So the jackpot in the Ohio lottery is around 25 million, and the chance of winning it is one in roughly 14 million, with tickets at 1 dollar a piece. It appears to me that roughly a quarter million tickets are sold each drawing; so, supposing you win, the probability of someone else also winning is 1 - (1 - 1/14e6)^{250000}=2%, which does not significantly reduce the expectation value of a ticket. So, unless I'm making a silly mistake somewhere, buying lottery tickets has positive expected value. (I find this counterintuitive; where are all the economists who should be picking up this free money? But I digress.)
I pointed this out to my wife, and said that it might be worth putting a dollar into it; and she very cogently asked, "Then why not make it 100 dollars?" Why not, indeed! Is there any sensible way of deciding how much to put into an option that has a positive expected value, but very low chance of payoff?

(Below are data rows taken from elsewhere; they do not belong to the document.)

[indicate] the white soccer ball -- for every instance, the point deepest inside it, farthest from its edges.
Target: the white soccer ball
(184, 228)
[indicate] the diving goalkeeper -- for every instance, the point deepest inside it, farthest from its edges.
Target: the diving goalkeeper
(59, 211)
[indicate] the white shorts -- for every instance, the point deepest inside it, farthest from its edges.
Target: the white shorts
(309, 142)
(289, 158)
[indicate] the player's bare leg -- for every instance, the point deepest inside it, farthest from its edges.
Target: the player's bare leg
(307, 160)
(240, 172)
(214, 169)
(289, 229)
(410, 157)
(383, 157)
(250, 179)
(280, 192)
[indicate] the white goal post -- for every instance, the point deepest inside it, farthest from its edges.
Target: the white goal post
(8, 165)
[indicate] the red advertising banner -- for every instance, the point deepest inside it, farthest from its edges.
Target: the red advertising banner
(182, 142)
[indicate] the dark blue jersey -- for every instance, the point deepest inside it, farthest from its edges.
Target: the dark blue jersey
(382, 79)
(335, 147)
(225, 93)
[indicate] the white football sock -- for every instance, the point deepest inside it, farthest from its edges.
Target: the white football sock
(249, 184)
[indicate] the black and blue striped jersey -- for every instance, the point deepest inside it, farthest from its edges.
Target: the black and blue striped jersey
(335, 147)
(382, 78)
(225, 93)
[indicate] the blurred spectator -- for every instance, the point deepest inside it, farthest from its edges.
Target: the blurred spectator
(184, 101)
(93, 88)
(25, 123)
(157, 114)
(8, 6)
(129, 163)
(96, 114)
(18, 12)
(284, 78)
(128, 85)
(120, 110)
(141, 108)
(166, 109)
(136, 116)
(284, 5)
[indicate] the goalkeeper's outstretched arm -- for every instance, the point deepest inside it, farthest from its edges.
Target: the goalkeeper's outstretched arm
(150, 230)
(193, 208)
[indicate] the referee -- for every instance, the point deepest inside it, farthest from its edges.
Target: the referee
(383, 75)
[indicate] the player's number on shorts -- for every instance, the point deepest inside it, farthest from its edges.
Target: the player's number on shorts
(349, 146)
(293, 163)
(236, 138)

The Kelly Criterion describes how to invest if you have utility that goes up logarithmically with the amount of dollars you make. It's not a foolproof decision theory.
I was under the impression that for infinite repeated play, no matter what your actual utility function is (as long as it is increasing and the total number of dollars is bounded), it turns out that the optimal single-turn strategy "looks like" betting with a logarithmic utility function --- hence the Kelly Criterion.
I don't know much about this though so could be mistaken.